(Closed) I may be crazy

posted 7 years ago in Waiting
Post # 3
Member
1750 posts
Buzzing bee

@cyneswith: Calm down, take a deep breath and relax. Have you stated to your Boyfriend or Best Friend your expectations rationally and calmly? How do you know he is not going to pay a chunk of it when he gets a year end bonus or a tax return early 2011. Calm down and think this thing through. He went to pick out a ring and he is making payments. Give him some credit….he is a little slow but his intentions are good. I think you are being emotional and hasty. We have all been there!

Post # 4
Member
1 posts
Wannabee
  • Wedding: June 2011

@cyneswith:don’t you think it’s a little “psycho girlfriend” to buy his wedding band already without even knowing for sure that you are going to marry him? I also think it is a little outrageous for you to demand an engagement ring like that. How can you walk out on someone after just 2 years because he may not be ready or because he couldn’t pay off the ring just yet? I dated my fiancee for 6 years before he proposed. I think you need to get a mani/pedi, relax and take a look at your relationship so you will see what a great guy you have and not push him into anything he may not want or be ready for. Not trying to be harsh, but I know what it’s like to want it really bad… 6 years…. But enjoy your time together and if it’s going to happen, it will.

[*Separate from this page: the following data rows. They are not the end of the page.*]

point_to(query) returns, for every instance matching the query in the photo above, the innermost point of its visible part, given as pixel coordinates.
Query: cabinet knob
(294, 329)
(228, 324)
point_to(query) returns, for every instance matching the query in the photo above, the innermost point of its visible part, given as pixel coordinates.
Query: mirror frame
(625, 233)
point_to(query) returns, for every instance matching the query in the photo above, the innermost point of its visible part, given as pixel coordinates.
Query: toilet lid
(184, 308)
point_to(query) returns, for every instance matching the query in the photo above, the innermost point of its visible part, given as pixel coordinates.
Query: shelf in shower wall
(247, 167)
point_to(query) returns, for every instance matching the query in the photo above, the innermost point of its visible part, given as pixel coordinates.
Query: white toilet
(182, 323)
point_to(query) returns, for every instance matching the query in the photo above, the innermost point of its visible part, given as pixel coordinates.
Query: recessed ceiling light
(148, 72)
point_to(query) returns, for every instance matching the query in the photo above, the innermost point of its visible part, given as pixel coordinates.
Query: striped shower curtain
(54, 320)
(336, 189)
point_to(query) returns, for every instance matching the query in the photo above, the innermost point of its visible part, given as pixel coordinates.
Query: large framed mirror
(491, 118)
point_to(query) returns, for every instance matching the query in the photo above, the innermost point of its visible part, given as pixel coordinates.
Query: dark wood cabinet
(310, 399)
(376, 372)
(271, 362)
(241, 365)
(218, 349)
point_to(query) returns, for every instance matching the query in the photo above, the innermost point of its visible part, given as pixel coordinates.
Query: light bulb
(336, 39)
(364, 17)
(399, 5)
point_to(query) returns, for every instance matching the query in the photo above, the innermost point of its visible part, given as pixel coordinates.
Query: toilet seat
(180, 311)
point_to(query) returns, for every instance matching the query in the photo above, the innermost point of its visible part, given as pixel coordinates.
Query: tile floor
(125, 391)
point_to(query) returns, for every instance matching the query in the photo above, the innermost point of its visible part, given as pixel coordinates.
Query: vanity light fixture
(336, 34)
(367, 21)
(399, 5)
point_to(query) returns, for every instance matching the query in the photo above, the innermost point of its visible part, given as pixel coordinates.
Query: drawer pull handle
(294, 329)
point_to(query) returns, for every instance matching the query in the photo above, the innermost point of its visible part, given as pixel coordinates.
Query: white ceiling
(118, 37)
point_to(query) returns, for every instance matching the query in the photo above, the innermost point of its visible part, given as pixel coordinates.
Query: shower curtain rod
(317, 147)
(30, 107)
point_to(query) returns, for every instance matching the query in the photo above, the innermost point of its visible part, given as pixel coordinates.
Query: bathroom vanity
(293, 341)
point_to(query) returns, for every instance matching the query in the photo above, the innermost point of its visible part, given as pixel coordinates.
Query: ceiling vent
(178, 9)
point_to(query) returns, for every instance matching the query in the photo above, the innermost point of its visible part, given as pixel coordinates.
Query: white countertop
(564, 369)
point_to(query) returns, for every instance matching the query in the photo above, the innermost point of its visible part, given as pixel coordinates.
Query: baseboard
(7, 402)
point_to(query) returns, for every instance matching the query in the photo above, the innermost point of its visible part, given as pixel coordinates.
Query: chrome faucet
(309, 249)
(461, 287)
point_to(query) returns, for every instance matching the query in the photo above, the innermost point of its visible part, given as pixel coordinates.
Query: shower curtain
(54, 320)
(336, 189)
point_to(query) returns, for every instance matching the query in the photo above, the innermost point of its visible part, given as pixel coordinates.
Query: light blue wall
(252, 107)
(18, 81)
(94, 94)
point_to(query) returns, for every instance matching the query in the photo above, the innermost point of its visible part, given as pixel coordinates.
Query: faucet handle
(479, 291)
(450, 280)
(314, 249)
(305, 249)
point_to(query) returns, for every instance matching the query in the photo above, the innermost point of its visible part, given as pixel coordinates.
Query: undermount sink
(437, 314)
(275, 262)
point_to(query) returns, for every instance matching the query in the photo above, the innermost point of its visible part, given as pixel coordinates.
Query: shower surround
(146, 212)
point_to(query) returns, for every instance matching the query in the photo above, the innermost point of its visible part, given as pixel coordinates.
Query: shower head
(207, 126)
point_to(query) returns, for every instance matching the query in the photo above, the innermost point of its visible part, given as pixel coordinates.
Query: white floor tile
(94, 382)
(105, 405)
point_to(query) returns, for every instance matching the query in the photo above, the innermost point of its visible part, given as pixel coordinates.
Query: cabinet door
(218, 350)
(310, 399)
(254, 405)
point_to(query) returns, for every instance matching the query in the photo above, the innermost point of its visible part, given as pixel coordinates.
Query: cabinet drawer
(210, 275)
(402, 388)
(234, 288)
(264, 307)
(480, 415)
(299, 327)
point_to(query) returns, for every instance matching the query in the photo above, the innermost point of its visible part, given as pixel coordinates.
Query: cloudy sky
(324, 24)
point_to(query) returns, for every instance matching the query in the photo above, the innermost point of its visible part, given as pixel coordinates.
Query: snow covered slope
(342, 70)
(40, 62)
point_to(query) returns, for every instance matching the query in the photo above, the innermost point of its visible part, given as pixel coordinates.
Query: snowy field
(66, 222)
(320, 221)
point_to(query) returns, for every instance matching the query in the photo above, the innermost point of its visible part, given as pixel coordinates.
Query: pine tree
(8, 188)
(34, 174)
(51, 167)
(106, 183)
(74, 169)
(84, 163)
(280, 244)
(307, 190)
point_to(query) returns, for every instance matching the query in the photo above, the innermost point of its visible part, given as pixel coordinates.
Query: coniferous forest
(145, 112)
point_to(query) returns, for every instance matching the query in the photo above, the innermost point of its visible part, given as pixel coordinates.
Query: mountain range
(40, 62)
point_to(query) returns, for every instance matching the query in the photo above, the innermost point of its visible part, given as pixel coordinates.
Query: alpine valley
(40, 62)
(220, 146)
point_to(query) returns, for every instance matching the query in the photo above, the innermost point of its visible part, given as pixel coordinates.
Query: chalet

But you can’t put it or him on a timeline.

Post # 5
Member
21 posts
Newbee
  • Wedding: July 2011

I agree with soladylike.

Post # 7
Member
1893 posts
Buzzing bee
  • Wedding: April 2011

I don’t see anything wrong with it, I’d give him a little warning though.  Basically, told him what  you told us, but a little nicer. 😉

Post # 8
Member
971 posts
Busy bee
  • Wedding: September 2008

Whoa.  If I were a guy and you hit me with that, I think I’d be walking!  It sounds like he’s probably doing his best to pay for that ring.  I don’t know if he can afford to put more towards it per month, but I’m going to guess he budgeted out what will work for him.

Cut the guy some slack.  He’s got a ring that he’s paying off.  It’s not like he’s blowing you off altogether! 

Post # 9
Member
5921 posts
Bee Keeper
  • Wedding: December 2010

Just because he is only currently paying $100 a month doesn’t mean he always will.  Just like our credit card – some months we can only afford to pay the minimum balance, but other months we pay $500.  Especially with tax time, etc. 🙂

Post # 10
Member
3126 posts
Sugar bee
  • Wedding: December 2017

I kind of like the idea of you taking matters into your own hands and proposing to him in a sweet way. Even if he wants the proposal experience, he can still do something special for you when he gets your ring.

Post # 11
Member
3587 posts
Sugar bee

I know you aren’t asking for advice, but slow down. I know you don’t want to wait a year and all, but like pp said, he may pay more on the ring over time. It will take him a minute with only $100, but you never know about tax time, a raise or something. He could add a lot soon.

Good luck either way!

 

Post # 12
Member
193 posts
Blushing bee

So… Does he actually have the ring yet? Because if he does, you never know… He could propose before he’s done paying it off.

And like the other girls said… Some months you can only afford to pay so much, and then other months you can’t. My b/f has been saving money for a ring and told me that he could afford to save approx. $800 per month. But things come up that get in the way of his paying that much per month.